Monday 30 April 2012

The Symphonies of Saint-Saëns, and so on

More views of - or before - Cambridge Film Festival 2012
(Click here to go directly to the Festival web-site)


May Day

We are not confused by what Widor called Organ Symphonies¹, because we all know the Organ Symphony, made indelible (as to its last movement, at any rate) by that pop treatment in the late 70s!

If we know that it is Saint-Saëns' Symphony No. 3, we know that there must be others (though he could have destroyed them²), but they are never mentioned, and there seems no question of playing them.

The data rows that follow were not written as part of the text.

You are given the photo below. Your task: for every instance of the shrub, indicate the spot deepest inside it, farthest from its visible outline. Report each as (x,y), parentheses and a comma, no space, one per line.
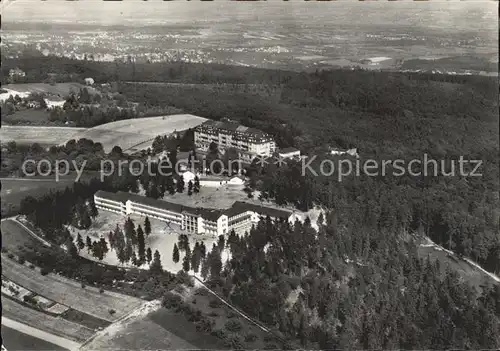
(171,300)
(219,333)
(236,342)
(250,337)
(205,325)
(233,325)
(214,303)
(30,299)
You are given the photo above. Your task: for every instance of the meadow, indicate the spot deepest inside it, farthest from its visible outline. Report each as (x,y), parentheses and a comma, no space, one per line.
(60,89)
(15,189)
(137,133)
(46,136)
(70,293)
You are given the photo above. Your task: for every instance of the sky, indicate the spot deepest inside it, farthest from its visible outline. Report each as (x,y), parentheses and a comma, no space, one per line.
(114,12)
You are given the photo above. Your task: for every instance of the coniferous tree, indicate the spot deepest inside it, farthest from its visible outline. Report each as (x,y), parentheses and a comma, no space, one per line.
(104,246)
(196,187)
(79,242)
(134,259)
(175,254)
(149,255)
(147,226)
(141,245)
(89,244)
(186,262)
(93,209)
(72,249)
(156,267)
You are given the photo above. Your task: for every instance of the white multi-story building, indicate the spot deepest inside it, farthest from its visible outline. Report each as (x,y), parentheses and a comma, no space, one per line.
(240,217)
(249,142)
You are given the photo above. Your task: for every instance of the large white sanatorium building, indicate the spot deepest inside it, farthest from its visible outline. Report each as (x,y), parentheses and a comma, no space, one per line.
(240,217)
(249,142)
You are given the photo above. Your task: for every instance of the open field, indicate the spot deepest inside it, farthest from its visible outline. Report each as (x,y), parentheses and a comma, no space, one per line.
(70,293)
(14,190)
(14,235)
(131,133)
(60,89)
(46,136)
(469,273)
(27,117)
(14,340)
(36,319)
(139,331)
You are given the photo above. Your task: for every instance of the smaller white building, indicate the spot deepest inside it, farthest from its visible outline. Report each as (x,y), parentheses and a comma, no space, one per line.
(188,176)
(89,81)
(351,152)
(237,180)
(289,152)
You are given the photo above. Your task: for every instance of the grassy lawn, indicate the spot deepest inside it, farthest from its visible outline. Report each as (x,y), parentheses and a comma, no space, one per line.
(61,89)
(178,324)
(84,319)
(221,314)
(470,274)
(36,319)
(69,292)
(28,117)
(15,236)
(46,136)
(15,189)
(137,133)
(14,340)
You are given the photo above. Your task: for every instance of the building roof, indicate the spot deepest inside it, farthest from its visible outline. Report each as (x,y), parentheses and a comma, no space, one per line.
(288,150)
(241,206)
(112,196)
(207,213)
(232,127)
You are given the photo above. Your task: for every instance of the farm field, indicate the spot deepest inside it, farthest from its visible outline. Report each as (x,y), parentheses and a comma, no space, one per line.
(45,136)
(61,89)
(14,235)
(133,133)
(28,117)
(139,331)
(36,319)
(13,190)
(70,293)
(469,273)
(14,340)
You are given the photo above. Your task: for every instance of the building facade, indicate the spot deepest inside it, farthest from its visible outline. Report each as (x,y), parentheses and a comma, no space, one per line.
(289,153)
(249,142)
(240,217)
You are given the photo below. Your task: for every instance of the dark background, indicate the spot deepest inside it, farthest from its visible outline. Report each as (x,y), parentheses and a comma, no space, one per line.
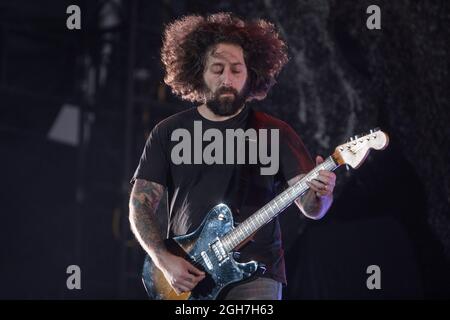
(66,204)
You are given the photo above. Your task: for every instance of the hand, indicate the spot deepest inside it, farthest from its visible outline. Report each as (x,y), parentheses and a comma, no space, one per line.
(181,275)
(324,184)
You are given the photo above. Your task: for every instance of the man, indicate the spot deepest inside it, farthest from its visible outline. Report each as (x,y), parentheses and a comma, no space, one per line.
(220,62)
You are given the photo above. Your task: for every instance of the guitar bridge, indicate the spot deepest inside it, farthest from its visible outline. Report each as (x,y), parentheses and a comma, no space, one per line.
(219,251)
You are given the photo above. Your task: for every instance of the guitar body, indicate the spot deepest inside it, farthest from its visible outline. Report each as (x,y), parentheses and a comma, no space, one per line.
(201,249)
(209,248)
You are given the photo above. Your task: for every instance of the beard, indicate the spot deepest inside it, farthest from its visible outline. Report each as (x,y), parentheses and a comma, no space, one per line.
(227,105)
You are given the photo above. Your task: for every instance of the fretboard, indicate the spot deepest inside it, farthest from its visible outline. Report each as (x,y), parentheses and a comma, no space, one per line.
(273,208)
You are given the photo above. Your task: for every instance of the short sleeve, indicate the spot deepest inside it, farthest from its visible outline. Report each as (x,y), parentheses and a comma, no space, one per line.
(294,157)
(153,164)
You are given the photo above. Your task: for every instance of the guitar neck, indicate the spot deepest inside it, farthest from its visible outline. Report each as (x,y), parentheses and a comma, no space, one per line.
(274,207)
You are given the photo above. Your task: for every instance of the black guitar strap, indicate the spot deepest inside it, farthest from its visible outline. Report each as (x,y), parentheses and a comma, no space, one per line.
(238,186)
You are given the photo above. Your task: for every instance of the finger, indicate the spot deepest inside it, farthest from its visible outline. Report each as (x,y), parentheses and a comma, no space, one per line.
(323,179)
(315,186)
(183,286)
(319,188)
(319,160)
(327,173)
(195,271)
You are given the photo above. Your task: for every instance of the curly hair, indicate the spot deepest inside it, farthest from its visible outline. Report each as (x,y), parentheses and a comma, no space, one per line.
(188,40)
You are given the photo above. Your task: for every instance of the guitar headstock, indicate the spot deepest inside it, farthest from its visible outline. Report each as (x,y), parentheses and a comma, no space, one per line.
(354,153)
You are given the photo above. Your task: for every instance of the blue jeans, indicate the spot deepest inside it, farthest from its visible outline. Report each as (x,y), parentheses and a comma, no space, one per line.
(258,289)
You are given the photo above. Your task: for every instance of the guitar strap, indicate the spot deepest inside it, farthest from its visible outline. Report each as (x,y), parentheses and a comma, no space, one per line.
(239,183)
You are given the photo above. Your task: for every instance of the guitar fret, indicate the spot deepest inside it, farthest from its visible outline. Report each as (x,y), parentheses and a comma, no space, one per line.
(274,207)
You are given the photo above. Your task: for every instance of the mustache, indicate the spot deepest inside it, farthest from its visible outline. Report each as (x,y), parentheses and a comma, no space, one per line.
(223,90)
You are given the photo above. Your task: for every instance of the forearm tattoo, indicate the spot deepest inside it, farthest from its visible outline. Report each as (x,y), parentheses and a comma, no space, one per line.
(144,202)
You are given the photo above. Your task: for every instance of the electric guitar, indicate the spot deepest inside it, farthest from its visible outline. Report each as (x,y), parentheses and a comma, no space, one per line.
(210,247)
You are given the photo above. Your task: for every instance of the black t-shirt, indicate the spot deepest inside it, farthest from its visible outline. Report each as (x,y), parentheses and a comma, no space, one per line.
(194,189)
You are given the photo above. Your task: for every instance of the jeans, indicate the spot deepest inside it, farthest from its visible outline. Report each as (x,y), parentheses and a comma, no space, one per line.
(257,289)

So, as I dilated elsewhere, with Saint-Saëns as with Bruch, and we might, at best, hear

* Danse macabre

* The Carnival of the Animals

* One of the piano concertos³

* If operatically minded, Samson et Dalilia or one of a number of others


Well, maybe I shall try to find a CD of any of these other two or three symphonies, which might be indicative of whether conductors give them the time of day

If I find one, I might even buy it - at the right price - and waffle on about it in another posting...





End-notes

¹ Actually, he called them Symphonie pour orgue (but that amounts to the same thing) . Of course, the Toccata from No. 5 (Op. 42, No. 1) most often gets an airing, usually detached.

² It appears that he wrote four others, but withdrew the first, and that what is known as No. 3 is the last of the five that he wrote.

³ Of which (I have them on a two-CD, with, as I recall, a crazy need to change discs mid-concerto!), I think that I like No. 4 best - it may be that it is the one with the jaunty theme that I find reminiscent of Beethoven's Piano Concerto No. 5 (the so-called Emperor).

The Beethoven, at any rate, has that bouncy, Tigger theme in the last movement, which Imogen Cooper, as soloist in a live performance, convinced me could sound other than ridiculous (and said afterwards, as I recall, that playing it was a question of properly addressing the fact that it contains a hemiola).